Home is where the heart is
DEBORAH SUSSMAN SUSSER
Associate Editor

I didn't think of myself as half Jewish until I'd been told I wasn't at all.
It was at a Jewish community event in Montreal. I must have been 11 or 12. An older woman sitting on a chair in a corner corralled me and asked me about my parentage. It didn't strike me as odd at the time - grown-ups asked a lot of weird things.
"You're not Jewish," she said, after I told her that my father was Jewish and my mother wasn't.

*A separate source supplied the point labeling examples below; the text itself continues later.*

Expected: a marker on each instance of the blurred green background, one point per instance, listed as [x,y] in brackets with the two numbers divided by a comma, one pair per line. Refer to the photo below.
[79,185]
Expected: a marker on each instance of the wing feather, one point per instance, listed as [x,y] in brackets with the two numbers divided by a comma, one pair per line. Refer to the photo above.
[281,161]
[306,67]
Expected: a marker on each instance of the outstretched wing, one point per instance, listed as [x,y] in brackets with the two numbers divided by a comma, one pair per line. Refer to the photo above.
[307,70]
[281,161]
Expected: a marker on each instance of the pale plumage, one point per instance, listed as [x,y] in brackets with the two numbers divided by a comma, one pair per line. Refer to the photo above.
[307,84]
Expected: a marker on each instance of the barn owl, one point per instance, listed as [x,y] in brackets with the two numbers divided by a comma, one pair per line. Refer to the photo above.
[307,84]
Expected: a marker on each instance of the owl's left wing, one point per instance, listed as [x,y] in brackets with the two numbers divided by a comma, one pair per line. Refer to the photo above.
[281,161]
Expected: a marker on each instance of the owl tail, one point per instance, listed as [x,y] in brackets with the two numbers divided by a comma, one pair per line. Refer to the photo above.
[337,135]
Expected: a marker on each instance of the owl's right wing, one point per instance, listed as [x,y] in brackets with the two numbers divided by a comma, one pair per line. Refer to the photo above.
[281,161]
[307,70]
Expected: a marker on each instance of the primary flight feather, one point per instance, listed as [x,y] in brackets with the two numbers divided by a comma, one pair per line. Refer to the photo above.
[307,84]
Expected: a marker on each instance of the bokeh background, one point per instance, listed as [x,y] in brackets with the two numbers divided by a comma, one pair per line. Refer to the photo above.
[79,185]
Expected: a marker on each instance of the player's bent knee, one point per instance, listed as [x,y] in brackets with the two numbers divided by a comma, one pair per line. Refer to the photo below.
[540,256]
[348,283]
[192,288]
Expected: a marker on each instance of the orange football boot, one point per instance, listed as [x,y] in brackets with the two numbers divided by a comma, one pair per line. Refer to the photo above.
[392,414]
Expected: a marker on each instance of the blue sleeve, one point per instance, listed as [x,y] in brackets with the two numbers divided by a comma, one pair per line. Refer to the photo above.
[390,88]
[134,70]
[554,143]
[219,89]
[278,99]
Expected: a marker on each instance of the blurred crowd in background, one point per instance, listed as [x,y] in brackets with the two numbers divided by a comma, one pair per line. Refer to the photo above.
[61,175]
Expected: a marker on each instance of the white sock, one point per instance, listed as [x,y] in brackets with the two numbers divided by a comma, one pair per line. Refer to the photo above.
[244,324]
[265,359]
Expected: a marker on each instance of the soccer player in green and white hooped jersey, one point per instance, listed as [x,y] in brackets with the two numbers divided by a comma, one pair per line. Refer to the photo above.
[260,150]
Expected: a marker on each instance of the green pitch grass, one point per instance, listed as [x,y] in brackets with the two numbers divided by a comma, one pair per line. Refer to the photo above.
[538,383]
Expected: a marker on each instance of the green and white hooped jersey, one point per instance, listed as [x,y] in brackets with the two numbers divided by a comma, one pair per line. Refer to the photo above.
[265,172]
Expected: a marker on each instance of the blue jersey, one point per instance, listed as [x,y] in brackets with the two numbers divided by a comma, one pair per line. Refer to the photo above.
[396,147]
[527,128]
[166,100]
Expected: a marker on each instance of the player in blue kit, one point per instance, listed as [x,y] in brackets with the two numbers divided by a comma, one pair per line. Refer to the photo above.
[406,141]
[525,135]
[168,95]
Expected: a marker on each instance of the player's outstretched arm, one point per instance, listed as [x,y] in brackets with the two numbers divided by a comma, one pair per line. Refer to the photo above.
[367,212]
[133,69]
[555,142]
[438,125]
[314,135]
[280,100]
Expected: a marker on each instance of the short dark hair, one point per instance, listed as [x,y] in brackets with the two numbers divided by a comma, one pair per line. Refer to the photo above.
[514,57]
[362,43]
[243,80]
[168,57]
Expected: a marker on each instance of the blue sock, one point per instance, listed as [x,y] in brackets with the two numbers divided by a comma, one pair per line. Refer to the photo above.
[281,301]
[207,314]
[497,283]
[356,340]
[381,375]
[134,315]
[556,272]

I don't remember what, if anything, I said back. I think I told that yes, I was, and walked away. But I do remember that feeling, like it's hard to get a breath. I knew I was Jewish enough that the other kids at school made jokes about picking up pennies and told me I was going to hell, Jewish enough that my first "boyfriend" at summer camp had broken up with me when I told him my religion. "I hate Jews," he'd said simply.
My mother, English and raised a devout Anglican, fell in love with and married my father, a German-Jewish concentration camp survivor, and between them they produced me and my two brothers. My mother didn't convert, but she took it upon herself to raise the three of us in a Jewish home once she realized what Judaism meant to my father, an agnostic Jew whose idea of worship seemed to involve the Sunday New York Times, the recordings of Jussi Bjoerling and lackschinken from the local delicatessen.
My mother taught herself rudimentary Hebrew and learned the essential prayers. Unlike most of our friends, even some of the Jewish ones, we never had Easter baskets or egg hunts, although we did have a Christmas tree with a Star of David on top. I think the tree served mostly as the backdrop for the traditional English Christmas meal, which involved roast goose and steamed Christmas pudding, set alight. Over the years, my mother may have moved away from the Church of England as far as her theological beliefs are concerned ("The Trinity doesn't make much sense to me," she confessed to me once, when we were finally both adults. "I feel closer to Judaism."). But it's another thing entirely to give up the foods of your childhood.
So why didn't my mother convert? I think it's because she didn't want to switch religions just because other people felt she should. To this day, she wrestles with her faith, attending church for its familiar rituals but still deeply drawn to Judaism, more than a decade after my father's death.
I admire her integrity. I know it's hard to live in that limbo land. I spent a lot of time there myself. I felt uncomfortable in church, but the sense of belonging I'd felt in synagogue as a child vanished in my adolescence. In college I went to a few Hillel events, but I was always afraid someone would call me on not being a "real" Jew. I didn't know that there were plenty of "real" Jews who couldn't read Hebrew either.
By the time I was in my 20s, attending synagogue meant crying (and trying to pretend I wasn't). How could I feel so much like I belonged and not belong? My heart ached.
When I got engaged to a Jewish man, we set out to have a Jewish wedding. But the Reform rabbi in the small town where we lived told us he considered ours a mixed marriage. My father was incredulous. "I thought that after what I'd been through," he told me over the phone, in what would be one of our last conversations, "no one would question your Jewishness."
Twelve years later, people do still occasionally question my Jewishness. But I don't. Not when I take my daughter to Hebrew school, not when we light the Shabbat candles together, not when I tell her that yes, her grandmother is Christian, but we are Jewish.
Now, when I find myself in a church, as I did last year for the funeral of my mother's mother, I'm not uncomfortable (unless, of course, the sermon is blatantly anti-Semitic). I know my place. I'm a guest, and that feels right. And the simple act of attending services at a synagogue no longer causes my heart to ache. Today, I feel at home.